So, a project that I’ve been working on for a while is finally coming to fruition. In the next couple of weeks I expect to run my first playtesting sessions of a new game I’ve created. I’ll admit, the idea of doing it is kinda melting my brain – because I’ll never actually be ready, but that’s another topic.
Roleplaying games are (usually) a two part affair. There is the world stuff, the “fluff” that is going to be used as a basis for storytelling and sparking creativity. The other side is the mechanical stuff, the “crunch” that makes the engine of the game go. This is the stuff that you use to run combats and figure out if you can climb a wall and whether you can swim in plate mail.
I’m not going to pretend that the fluff stuff is easy – it isn’t – but it is usually the starting point for a new game. You want to make a game about X. It doesn’t matter if X is a world of mutant super heroes or a game of romantic fantasy played out between badgers and weasels. The fluff is often the idea you have that sparks the game’s creation. In some cases, the fluff is all that matters because the designer will then simply plug their idea into an existing system like the OGL, FATE, or Powered by the Apocalypse.

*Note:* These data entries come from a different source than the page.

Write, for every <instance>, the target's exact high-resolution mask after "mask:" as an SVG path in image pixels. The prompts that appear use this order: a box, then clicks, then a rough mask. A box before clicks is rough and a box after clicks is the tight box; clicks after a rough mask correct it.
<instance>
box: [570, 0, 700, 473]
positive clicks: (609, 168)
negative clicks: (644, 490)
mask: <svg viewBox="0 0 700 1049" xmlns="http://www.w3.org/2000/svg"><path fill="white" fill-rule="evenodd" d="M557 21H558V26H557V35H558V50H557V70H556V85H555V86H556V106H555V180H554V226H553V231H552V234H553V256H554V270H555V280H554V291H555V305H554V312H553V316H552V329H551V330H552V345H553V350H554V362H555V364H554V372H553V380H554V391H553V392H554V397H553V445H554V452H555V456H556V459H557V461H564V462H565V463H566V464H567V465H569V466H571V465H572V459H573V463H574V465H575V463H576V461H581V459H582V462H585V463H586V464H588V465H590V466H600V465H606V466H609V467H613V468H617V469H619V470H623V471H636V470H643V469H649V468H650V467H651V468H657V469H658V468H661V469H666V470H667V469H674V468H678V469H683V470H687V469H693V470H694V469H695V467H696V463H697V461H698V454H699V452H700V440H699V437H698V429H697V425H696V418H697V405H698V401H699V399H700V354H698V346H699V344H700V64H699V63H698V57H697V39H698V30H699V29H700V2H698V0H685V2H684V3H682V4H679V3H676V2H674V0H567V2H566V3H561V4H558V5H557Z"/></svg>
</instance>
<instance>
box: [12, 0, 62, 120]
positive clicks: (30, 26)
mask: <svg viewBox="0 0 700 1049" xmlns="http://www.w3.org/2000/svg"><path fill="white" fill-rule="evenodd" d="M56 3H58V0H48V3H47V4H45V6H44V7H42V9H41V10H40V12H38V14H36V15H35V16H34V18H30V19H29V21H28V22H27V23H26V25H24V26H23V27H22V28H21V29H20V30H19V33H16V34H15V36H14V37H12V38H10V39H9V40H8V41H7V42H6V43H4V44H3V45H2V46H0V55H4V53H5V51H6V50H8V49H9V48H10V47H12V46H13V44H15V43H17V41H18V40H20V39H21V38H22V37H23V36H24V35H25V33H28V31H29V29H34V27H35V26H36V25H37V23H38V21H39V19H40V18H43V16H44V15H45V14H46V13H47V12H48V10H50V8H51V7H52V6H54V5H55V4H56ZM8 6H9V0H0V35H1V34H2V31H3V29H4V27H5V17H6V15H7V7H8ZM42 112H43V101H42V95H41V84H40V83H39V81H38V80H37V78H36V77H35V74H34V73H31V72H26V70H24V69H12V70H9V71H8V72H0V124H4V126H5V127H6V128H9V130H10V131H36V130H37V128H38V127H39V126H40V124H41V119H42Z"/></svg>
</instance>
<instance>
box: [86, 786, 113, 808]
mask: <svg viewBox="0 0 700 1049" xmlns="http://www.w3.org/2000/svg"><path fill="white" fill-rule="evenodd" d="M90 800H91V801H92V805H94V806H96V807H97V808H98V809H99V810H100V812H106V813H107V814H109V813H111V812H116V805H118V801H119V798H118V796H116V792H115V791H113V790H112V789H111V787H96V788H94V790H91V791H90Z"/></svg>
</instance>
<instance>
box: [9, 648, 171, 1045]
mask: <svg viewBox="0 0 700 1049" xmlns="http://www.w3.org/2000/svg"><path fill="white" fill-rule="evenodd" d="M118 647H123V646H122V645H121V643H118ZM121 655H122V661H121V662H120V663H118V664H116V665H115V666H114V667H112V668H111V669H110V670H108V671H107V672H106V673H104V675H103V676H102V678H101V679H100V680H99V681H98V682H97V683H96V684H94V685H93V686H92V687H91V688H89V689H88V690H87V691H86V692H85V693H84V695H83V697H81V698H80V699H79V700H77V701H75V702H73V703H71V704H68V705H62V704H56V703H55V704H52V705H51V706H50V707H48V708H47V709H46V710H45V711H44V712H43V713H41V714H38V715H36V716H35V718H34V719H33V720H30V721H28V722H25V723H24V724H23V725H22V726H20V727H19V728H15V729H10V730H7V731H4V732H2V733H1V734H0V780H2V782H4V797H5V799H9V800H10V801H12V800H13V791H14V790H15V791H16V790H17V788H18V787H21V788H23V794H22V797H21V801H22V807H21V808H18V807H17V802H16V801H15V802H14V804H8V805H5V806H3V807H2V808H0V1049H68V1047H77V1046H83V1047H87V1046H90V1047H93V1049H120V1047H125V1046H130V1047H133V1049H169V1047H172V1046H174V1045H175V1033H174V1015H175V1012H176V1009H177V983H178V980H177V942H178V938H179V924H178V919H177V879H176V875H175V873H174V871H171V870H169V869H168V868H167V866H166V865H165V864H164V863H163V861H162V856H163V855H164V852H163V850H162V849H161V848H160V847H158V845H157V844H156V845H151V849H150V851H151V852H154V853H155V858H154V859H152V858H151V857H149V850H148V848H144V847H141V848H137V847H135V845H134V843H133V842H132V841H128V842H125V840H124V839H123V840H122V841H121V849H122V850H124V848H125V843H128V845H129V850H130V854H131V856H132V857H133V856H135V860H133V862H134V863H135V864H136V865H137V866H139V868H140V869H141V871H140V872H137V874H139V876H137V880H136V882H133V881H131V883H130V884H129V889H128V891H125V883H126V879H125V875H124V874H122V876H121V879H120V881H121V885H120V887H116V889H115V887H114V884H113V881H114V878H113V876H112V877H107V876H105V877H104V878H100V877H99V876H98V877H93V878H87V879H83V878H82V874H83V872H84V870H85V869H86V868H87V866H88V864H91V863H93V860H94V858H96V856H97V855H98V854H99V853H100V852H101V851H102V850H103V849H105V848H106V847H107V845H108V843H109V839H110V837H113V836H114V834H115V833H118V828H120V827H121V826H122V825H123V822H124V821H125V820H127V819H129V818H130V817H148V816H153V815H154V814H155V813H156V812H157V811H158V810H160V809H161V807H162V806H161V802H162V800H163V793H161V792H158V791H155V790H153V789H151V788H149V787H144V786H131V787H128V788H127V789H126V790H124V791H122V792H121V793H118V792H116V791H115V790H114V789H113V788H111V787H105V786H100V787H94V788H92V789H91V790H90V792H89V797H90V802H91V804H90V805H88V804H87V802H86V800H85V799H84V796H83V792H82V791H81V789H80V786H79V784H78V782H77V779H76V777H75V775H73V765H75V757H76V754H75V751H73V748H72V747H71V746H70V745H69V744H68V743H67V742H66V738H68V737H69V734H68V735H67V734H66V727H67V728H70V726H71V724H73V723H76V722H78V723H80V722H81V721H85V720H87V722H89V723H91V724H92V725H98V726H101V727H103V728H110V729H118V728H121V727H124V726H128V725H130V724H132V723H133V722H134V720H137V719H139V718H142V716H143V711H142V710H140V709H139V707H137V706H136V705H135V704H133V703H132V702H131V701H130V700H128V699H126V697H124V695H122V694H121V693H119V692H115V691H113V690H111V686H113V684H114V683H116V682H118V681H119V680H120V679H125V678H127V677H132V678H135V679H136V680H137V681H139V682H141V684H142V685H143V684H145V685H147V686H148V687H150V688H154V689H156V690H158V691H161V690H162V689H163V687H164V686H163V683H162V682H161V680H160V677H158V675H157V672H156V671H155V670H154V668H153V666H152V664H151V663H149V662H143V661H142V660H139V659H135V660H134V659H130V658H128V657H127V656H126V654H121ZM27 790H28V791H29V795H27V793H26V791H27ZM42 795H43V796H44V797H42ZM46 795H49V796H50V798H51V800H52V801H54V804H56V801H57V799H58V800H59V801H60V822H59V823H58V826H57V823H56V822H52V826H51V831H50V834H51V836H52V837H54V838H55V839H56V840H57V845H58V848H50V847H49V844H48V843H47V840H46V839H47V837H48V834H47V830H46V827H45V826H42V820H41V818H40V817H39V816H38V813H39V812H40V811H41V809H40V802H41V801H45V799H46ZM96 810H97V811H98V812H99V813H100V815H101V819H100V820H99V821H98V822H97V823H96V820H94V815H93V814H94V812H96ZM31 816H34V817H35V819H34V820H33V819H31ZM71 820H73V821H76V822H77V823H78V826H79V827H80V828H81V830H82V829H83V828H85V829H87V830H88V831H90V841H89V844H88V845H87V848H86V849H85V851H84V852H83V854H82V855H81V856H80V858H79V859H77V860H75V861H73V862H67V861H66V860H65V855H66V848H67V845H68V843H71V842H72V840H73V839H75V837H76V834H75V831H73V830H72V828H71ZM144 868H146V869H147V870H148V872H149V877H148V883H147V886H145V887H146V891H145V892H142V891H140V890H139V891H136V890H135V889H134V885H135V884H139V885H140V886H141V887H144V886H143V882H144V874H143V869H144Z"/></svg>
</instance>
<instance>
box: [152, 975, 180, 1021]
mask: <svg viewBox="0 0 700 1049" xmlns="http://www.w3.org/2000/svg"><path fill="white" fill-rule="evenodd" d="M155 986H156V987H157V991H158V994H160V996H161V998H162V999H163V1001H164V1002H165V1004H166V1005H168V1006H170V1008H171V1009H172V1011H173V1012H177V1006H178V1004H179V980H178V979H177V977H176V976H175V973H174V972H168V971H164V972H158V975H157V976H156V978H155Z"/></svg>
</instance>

The mechanics though… man, those are hard. Not only do the mechanics have to support the fluff by making it work – the mechanics just have to work on their own. And you have to watch out for the “unintended consequences” where making a change in one place will likely wreck making a change in another place. Oh, and presumably, you want the mechanical bits to be fun. That seems important.
Some game designers are inherently better at one part of the process over the other. There are also a lot of competing philosophies over the role that mechanics should play in game design. Some designers think the mechanics should forcefully assert the specific actions of the game – while some want a more general mechanic that doesn’t get in the way of the game. There is also a lot of argument between unified mechanics vs. subsystems for everything. I tend to fall in the middle of most of these arguments. I know that I prefer “rules-lite” but even that is a loaded term.
But I’ve spent a lot of words in preamble to my original point about my own game. When I started working on it – the idea was to make it diceless. I adore the Amber Diceless RPG and I have sought out other diceless systems across my gaming career in the hopes of finding more to play. But diceless is a particularly hard beast – and one that seems to satisfy a pretty small niche of gamers. So I went back to the drawing board recently and started figuring out how to take the core of what I’d created and port it over to a system that used dice. I briefly considered cards instead of dice but those systems also have their own flaws to contend with which I feel outweigh the benefits. Dice are simple.
I also wanted to stick to using six-sided dice. While I never think about my games in terms of “this is something I’ll publish to the masses,” I’m still a firm believer that unless you are a company capable of selling box sets that come with your own funky dice, then you should make games that can be played just by raiding your granny’s Yahtzee set.
So that was my starting point: Don’t abandon all the work you’ve done so far, rules-light, and use only D6’s. I found that deciding those three things helped a lot in shaping my thinking. In my original diceless system – the amount of resources required to overcome a challenge was based on the level of the stat that you were using to overcome that challenge. So I’m experimenting with an idea where your stat sets the initial difficult of a roll. Then you apply modifiers to the roll and attempt to roll equal to or over the initial difficulty.
In my head, I like this set up. I think it can work. It still has a few flaws that I predict will come up – and I’m hopeful that playtesting will help me iron out. One of those potential flaws is my decision to allow extra margin of success to apply to “after the roll” decisions. Personally, I don’t like systems that allow for making decisions in the immediate aftermath of a roll (something I’ll discuss more in another post) but I’m going to give it a shot here and see how it goes.
That’s it for now. More to come. As always, thanks for reading.